Aelin’s throat burned, so she turned to Chaol and said, “With Maeve and Perrington breathing down our necks, we might need allies sooner rather than later, especially if the forces in Morath block access to Eyllwe. An army from the Southern Continent could cross the Narrow Sea within a few days and provide reinforcements—push Perrington from the south while we hammer from the north.” She crossed her arms. “So I’m appointing you an official Ambassador for Terrasen. I don’t care what Dorian says. Make friends with the royal family, woo them, kiss their asses, do whatever you have to do. But we need that alliance.”
Chaol glanced at Dorian in silent request. The king nodded, barely a dip of his chin. “I’ll try.” It was the best answer she could hope for. Chaol reached into the pocket of his tunic and chucked the Eye toward her. She caught it in a hand. The metal had been warped, but the blue stone remained. “Thank you,” he said hoarsely.
“He was wearing that for months,” Dorian said as she tucked the amulet into her pocket, “yet it never reacted—even in peril. Why now?”
Aelin’s throat tightened. “Courage of the heart,” she said. “Elena once told me that courage of the heart was rare—and to let it guide me. When Chaol chose to …” She couldn’t form the words.

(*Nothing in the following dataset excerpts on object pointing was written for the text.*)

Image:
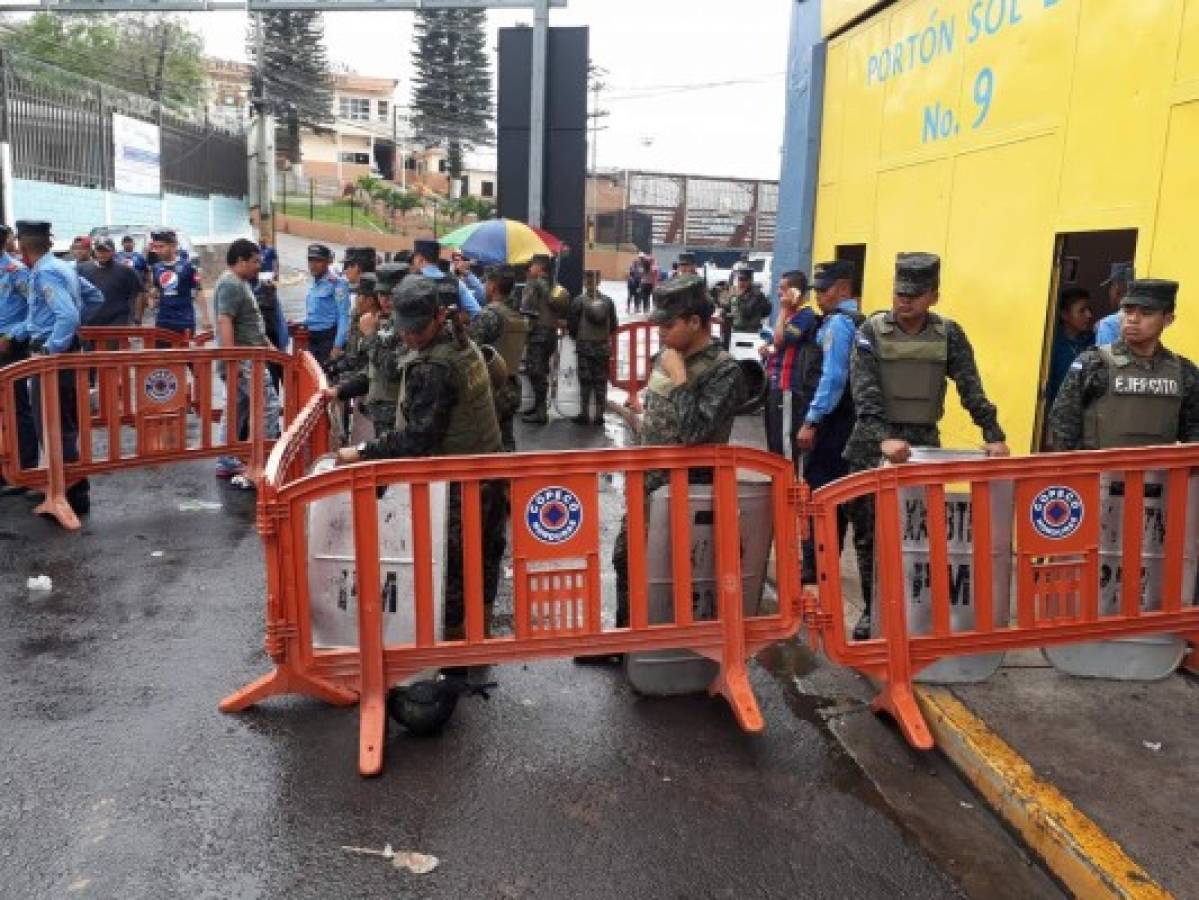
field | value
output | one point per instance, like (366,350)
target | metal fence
(699,211)
(60,128)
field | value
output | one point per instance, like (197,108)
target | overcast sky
(670,65)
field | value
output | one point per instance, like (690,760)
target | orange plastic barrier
(1056,545)
(556,614)
(146,400)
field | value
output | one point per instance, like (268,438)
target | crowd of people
(431,351)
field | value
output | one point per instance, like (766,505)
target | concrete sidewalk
(1096,775)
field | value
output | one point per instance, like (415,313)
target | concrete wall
(77,210)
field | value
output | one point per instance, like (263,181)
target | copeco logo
(1056,512)
(554,515)
(161,386)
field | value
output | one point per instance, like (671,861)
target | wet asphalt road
(119,778)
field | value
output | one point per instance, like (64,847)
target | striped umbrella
(501,241)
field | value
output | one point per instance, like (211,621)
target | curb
(1073,847)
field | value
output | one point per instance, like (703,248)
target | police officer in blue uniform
(176,287)
(326,307)
(49,327)
(13,313)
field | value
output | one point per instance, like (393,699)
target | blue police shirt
(1108,330)
(836,339)
(13,295)
(176,283)
(132,259)
(327,306)
(465,299)
(53,304)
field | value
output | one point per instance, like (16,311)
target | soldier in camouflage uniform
(692,397)
(549,303)
(1134,392)
(380,346)
(591,322)
(445,409)
(505,330)
(902,360)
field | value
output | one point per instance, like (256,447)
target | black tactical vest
(1140,406)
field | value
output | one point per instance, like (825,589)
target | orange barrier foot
(899,702)
(283,681)
(372,731)
(60,509)
(733,683)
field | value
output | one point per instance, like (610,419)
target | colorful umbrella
(499,241)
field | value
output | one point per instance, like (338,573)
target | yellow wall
(1092,124)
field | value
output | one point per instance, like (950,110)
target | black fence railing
(60,128)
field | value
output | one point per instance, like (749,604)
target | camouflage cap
(1151,294)
(826,275)
(389,275)
(415,302)
(917,272)
(680,297)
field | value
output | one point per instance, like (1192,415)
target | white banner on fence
(137,156)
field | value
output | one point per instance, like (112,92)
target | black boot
(862,629)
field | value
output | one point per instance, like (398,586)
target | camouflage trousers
(592,366)
(494,514)
(538,351)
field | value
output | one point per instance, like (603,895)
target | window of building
(356,108)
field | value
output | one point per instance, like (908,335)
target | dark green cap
(917,272)
(415,302)
(389,275)
(1151,294)
(685,295)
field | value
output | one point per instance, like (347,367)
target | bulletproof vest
(913,368)
(594,322)
(511,343)
(381,388)
(1140,406)
(473,423)
(698,368)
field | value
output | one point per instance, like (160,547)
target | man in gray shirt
(240,324)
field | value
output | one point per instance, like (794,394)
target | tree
(452,82)
(295,72)
(157,56)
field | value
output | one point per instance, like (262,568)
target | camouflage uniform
(594,348)
(446,409)
(1112,398)
(541,296)
(872,427)
(700,411)
(488,328)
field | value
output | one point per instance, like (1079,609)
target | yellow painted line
(1077,851)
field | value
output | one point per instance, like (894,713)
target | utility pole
(537,112)
(596,73)
(264,122)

She tried again. “I think that courage saved him, made the amulet come alive for him.” It had been a gamble, and a fool’s one, but—it had worked.
Silence fell again.
Dorian said, “So here we are.”
“The end of the road,” Aelin said with a half smile.
“No,” Chaol said, his own smile faint, tentative. “The beginning of the next.”
The following morning, Aelin yawned as she leaned against her gray mare in the castle courtyard.
Once Dorian and Chaol had left last night, Lysandra had entered and passed out in her bed with no explanation for why or what she’d been doing beforehand. And since she was utterly unconscious, Aelin had just climbed into bed beside her. She had no idea where Rowan had curled up for the night, but she wouldn’t have been surprised to look out her window and spy a white-tailed hawk perched on the balcony rail.
At dawn, Aedion had burst in, demanding why they weren’t ready to leave—to go home.
Lysandra had shifted into a ghost leopard and chased him out. Then she returned, lingering in her massive feline form, and again sprawled beside Aelin. They managed to get another thirty minutes of sleep before Aedion came back and chucked a bucket of water on them.
He was lucky to escape alive.
But he was right—they had little reason to linger. Not with so much to do in the North, so much to plan and heal and oversee.
They would travel until nightfall, where they’d pick up Evangeline at the Faliqs’ country home and then continue north, hopefully uninterrupted, until they reached Terrasen.
Home.
She was going home.
Fear and doubt curled in her gut—but joy flickered alongside them.
They’d readied themselves quickly, and now all that was left, she supposed, was good-bye.
Chaol’s injuries made taking the stairs impossible, but she’d crept into his room that morning to say good-bye—only to find Aedion, Rowan, and Lysandra already there, chatting with him and Nesryn. When they’d left, Nesryn following them out, the captain had merely squeezed Aelin’s hand and said, “Can I see it?”
She knew what he meant, and had held up her hands before her.
Ribbons and plumes and flowers of red and gold fire danced through his room, bright and glorious and elegant.
Chaol’s eyes had been lined with silver when the flames winked out. “It’s lovely,” he said at last.
She’d only smiled at him and left a rose of gold flame burning on his nightstand—where it would burn without heat until she was out of range.
And for Nesryn, who had been called away on captain duty, Aelin had left another gift: an arrow of solid gold, presented to her last Yulemas as a blessing of Deanna—her own ancestor. Aelin figured the sharpshooter would love and appreciate that arrow more than she ever would have, anyway.
“Do you need anything else? More food?” Dorian asked, coming to stand beside her. Rowan, Aedion, and Lysandra were already mounting their horses. They’d packed light, taking only the barest supplies. Mostly weapons, including Damaris, which Chaol had given to Aedion, insisting the ancient blade remain on these shores. The rest of their belongings would be shipped to Terrasen.
“With this group,” Aelin said to Dorian, “it’ll probably be a daily competition to see who can hunt the best.”
Dorian chuckled. Silence fell, and Aelin clicked her tongue. “You’re wearing the same tunic you had on a few days ago. I don’t think I ever saw you wear the same thing twice.”
A flicker in those sapphire eyes. “I think I have bigger things to worry about now.”
“Will you—will you be all right?”
“Do I have any option but to be?”
She touched his arm. “If you need anything, send word. It’ll be a few weeks before we reach Orynth, but—I suppose with magic returned, you can find a messenger to get word to me quickly.”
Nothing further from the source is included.